Nat's Early Bite Coffee Shop
14115 Burbank Blvd., Van Nuys, CA
Review by Diana, Wraith6, ScarletManuka
If you are lucky, the big mug reads "NAT'S" and you're in a tiny strip mall in the middle of this Los Angeles semi-suburb. There are other shops in the strip mall, but they seem to be shut. On Sunday morning, the waiting line goes out the door, and people with dogs and babies in strollers circle. We watch big SUVs and overpriced sports cars jocky for space in the little parking lot. But despite the line, the wait is not usually longer than 20 minutes. This is a diner, after all, and turnover is brisk. Low prices mean a lot of customers are needed to keep it financially afloat.
There are booths and tables, and the tired waitress comes and takes your order quickly. There are always specials, including stuff like spicy chorizo scramble, or eggs benedict supreme (when asked what makes it supreme, the waitress curtly said, "asparagus." Doesn't sound like much, but it was very good), and they offer the big mugs for sale, as well as their speciality apricot pineapple jam. The Sunday morning we were there they had one pint left! And no mugs!
They make "like homemade" muffins -- meaning they aren't the big things with domed tops that grace food magazines. There are the cupcake-looking things with the flat tops in the muffin papers. They are dense, moist, filled with fruit and stuff your mother should have made for you. But of course, a place like Nat's would somehow do a more perfect and comforting job of it. We had bran and blueberry and something else ... We remember their hash browns were superlative. All the food is made fresh to order, so there is a bit of a wait to get it to the table.
The food is comforting -- good without calling too much attention to itself. That's actually a brilliant strategy, in that you don't linger too long. Table turnover, remember? The bill came to about $10 per person, including lots of coffee, superlative "supreme" breakfasts, extra hotcakes for the table, and the bottle of jam. The waitress was efficient and the busboys unobtrusive.
A note about busboys ... the owner apparently started as a busboy here, and worked up the ladder to head chef. When the time came for the original Nat to retire, the former busboy bought the place. You know he must love the place. The food is fresh, too.
They do take credit cards, but like most diners, you get up and pay at the cash register, which was right next to the "pass" -- a window with a broad ledge onto which the short order cooks would pile the plates of food and holler for a pick up. The waitresses would run past and pick up the food, and it would be replaced by even more plates. It's interesting that the kitchen is not a separate room where the staff had to walk in and out through double-hinged doors. It's a room built within the room, and the staff never goes in. That's kind of amusing, actually. Nothing to hide, and no pretense.

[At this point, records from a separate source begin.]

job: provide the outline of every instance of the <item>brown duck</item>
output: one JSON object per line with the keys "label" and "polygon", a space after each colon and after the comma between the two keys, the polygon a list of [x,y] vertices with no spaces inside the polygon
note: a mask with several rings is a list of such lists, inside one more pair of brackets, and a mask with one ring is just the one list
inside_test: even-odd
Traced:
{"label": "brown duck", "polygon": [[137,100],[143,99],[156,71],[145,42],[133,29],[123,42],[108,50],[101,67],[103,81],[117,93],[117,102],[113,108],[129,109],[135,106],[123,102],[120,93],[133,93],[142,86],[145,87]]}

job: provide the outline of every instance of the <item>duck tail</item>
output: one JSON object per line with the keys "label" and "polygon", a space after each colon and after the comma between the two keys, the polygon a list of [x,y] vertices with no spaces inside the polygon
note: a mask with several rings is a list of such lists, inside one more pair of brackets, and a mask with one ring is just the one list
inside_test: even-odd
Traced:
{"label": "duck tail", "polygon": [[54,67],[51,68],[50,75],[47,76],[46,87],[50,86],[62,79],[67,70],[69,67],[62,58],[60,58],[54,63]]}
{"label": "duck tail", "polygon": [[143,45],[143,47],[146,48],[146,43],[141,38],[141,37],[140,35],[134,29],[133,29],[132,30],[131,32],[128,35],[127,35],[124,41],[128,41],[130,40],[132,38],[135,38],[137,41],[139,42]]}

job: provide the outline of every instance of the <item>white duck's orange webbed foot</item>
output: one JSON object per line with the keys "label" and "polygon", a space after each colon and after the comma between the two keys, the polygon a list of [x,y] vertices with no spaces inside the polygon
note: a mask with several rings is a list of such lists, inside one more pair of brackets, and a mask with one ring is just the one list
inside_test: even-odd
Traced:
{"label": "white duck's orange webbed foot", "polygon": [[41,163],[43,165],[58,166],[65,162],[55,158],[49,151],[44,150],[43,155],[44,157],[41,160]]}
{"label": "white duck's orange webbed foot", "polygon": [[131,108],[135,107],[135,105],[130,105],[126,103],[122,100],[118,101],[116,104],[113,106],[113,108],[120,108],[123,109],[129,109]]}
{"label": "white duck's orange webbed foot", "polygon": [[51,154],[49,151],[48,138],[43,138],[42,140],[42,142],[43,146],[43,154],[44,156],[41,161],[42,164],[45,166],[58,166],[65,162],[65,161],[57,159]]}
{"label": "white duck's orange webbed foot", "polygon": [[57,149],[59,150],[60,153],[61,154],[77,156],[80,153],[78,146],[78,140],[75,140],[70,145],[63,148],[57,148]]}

It occurred to us that in LA, there isn't a "restaurant district" and people have to drive 40 minutes to get anywhere anyway. So why not put a good diner in a mostly-closed strip mall in a residential neighborhood? The people will come, whether they be from the 'hood, or if they'd driven a while to get there. If you are a good, honest value place in Los Angeles, it seems the people will find you. After all, what else is there to do in this town but cruise around looking for decent, good places to eat??